Je pense à Amélie, je pense à Amélie tout le temps ; elle est dans ma tête et dans mon cœur. C’est horrible de faire du mal à la personne qu’on aime. Je lui demande pardon, j’espère qu’elle va se reconstruire.

Et « j’ai fait aussi du mal à ma compagne et ma famille, je leur demande pardon ».

Puis, « j’ai reconnu les faits car je veux être digne ; je veux que ma fille pense que je suis digne. Ma dernière pensée est pour Amélie que j’aime profondément. J’ai honte, j’ai honte ».

Dix ans de prison

Le tribunal a déclaré l’intéressé coupable. Il a été condamné à la peine de dix ans d’emprisonnement. Un mandat de dépôt a été délivré à son encontre. Il doit également se soumettre à un suivi socio-judiciaire pendant 20 ans, en cas de non-respect une peine de trois ans d’emprisonnement sera mise à exécution et à une obligation de soins.
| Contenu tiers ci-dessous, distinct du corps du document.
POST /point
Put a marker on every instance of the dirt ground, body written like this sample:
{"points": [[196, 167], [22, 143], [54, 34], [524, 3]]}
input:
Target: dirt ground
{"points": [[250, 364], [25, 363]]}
Il lui est interdit de rentrer en contact avec la victime et avec des mineurs et son inscription au FIJAIS (Fichier Judiciaire Automatisé des Auteurs d’Infractions Sexuelles et violentes) est ordonnée.

L’intéressé signale qu’il entend faire appel de la décision avant d’être conduit par l’escorte en maison d’arrêt.

Toutes les condamnations prononcées devant le tribunal correctionnel sont susceptibles d’appel et ne sont donc pas définitives avant expiration du délai d’appel de dix jours.